第１図はこの発明が適用される声質変換装置の概略ブロ
ック図である。第２図はセパレートコードブックの作成
手順を示すフロー図である。第３図および第４図は変換
コードブックの作成手順を示すフロー図である。第５図
は性質変換合成手順を説明するためのフロー図である。図において、１はアンプ、２はローパスフィルタ、３は
Ａ／Ｄ変換器、４は処理装置、５はコンピュータを示す
。ＷＷの浄；（内容に変更なし）第２図へ澗炉第３図手続補正書（旗）昭和６３年２月４日２、発明の名称声質変換方式３、補正をする者事件との関係　　特許出願人住　所　京都府相楽郡精華町大字乾谷小字三平谷５番地
名　称　株式会社エイ・ティ・アール自動翻訳電話研究
所代表者　縛松　　明４、代理人住　所　　大阪市北区南森町２丁目１番２９号　住友銀
行南森町ビル６、補正の対象図面７、補正の内容適正な用紙を用いて十分に濃厚な黒色で鮮明に描いた図
面を別紙のとおり。以上FIG. 1 is a schematic block diagram of a voice quality conversion device to which the present invention is applied. FIG. 2 is a flow diagram showing the procedure for creating a separate codebook. FIGS. 3 and 4 are flowcharts showing the procedure for creating a conversion codebook. FIG. 5 is a flow diagram for explaining the property conversion synthesis procedure. In the figure, 1 is an amplifier, 2 is a low-pass filter, 3 is an A/D converter, 4 is a processing device, and 5 is a computer. WW purification; (No change in content) Go to Figure 2 Kanro Figure 3 Procedural Amendment (Flag) February 4, 1986 2, Title of Invention Voice Quality Conversion Method 3, Relationship with the Amendment Person Case Patent applicant address: 5 Sanpeidani, Inuiya, Seika-machi, Soraku-gun, Kyoto Name: A.T.R. Automatic Translation Telephone Research Institute Representative: Akira Shibarimatsu 4; Agent address: 2 Minamimorimachi, Kita-ku, Osaka No. 1-29 Sumitomo Bank Minamimorimachi Building 6, Drawing 7 subject to amendment, Contents of amendment A drawing clearly drawn in sufficiently rich black using appropriate paper as shown in the attached sheet. that's all

Claims

[Claims]

(1) In a voice quality conversion method that digitizes the voice, performs digital signal processing to extract parameter values, and changes the voice quality of the voice by changing the parameter values, the voice is vector quantized, and the vector quantization code is A voice quality conversion method characterized by making a correspondence between a reference speaker and a target speaker for a book, and performing voice quality conversion based on this correspondence.
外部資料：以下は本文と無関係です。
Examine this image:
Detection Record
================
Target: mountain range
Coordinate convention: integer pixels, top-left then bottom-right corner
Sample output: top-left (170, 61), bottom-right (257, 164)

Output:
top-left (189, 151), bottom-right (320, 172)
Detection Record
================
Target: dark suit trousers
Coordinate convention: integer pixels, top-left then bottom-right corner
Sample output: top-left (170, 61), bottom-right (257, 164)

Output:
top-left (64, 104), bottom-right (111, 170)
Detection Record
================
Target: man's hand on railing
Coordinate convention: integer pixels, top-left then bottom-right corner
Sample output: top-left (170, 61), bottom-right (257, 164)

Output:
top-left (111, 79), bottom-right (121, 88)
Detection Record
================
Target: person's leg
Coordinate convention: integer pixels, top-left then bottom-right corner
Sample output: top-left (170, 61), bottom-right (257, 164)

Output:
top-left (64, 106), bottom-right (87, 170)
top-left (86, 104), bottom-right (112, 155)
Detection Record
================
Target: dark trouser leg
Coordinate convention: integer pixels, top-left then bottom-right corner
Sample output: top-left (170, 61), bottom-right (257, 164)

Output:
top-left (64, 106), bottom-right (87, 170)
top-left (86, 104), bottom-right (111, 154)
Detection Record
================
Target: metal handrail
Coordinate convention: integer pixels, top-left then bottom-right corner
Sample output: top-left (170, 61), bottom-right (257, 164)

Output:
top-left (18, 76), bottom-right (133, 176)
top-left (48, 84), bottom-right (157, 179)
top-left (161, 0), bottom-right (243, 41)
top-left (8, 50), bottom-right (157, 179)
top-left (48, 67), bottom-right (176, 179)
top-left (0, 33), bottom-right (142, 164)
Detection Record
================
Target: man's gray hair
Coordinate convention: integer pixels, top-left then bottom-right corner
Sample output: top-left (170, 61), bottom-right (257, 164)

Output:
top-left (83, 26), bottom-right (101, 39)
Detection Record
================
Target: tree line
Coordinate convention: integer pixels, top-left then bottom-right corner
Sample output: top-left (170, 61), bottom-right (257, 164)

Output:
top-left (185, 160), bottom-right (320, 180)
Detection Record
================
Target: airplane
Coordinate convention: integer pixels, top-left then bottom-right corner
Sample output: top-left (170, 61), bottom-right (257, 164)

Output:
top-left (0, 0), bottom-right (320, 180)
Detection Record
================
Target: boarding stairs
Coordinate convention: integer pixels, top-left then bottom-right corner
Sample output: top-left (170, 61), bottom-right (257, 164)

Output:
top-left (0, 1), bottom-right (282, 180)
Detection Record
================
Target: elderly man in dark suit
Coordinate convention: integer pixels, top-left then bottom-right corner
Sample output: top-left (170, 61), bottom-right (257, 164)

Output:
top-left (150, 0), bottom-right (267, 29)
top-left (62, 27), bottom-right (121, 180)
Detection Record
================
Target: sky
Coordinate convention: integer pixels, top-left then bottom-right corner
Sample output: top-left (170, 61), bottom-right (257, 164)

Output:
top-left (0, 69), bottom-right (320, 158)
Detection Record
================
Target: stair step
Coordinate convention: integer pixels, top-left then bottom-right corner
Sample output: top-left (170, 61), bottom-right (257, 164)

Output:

(2) The scope of claims characterized in that the voice quality is converted by performing separate vector quantization on three types of voice characteristics: power, pitch frequency, and spectrum, and correlating each feature amount. The voice quality conversion method described in Section 1.

(3) The method for making the correspondence between the reference speaker and the target speaker is characterized in that the correspondence of vectors in the codebook between the two is determined by learning certain learning words, and the voice quality is converted based on the correspondence. The voice quality conversion method according to claim 1.

(4) A histogram is created by DP matching during the learning, and the histogram is used to determine the correspondence between the reference speaker and the target speaker, and the voice quality is converted. Voice quality conversion method described in scope 3.

(5) When determining the correspondence using the histogram, voice quality conversion is performed by replacing the reference speaker's feature vector with a linear combination of the target speaker's feature vector weighted by the histogram for power and spectrum. The voice quality conversion method according to claim 4, characterized in that the method performs the following.

(6) When determining the correspondence using the histogram, voice quality conversion is performed by replacing the feature vector of the target speaker with the maximum histogram with the corresponding feature vector of the reference speaker with respect to the pitch frequency. The voice quality conversion method according to claim 4, characterized in that the method performs the following.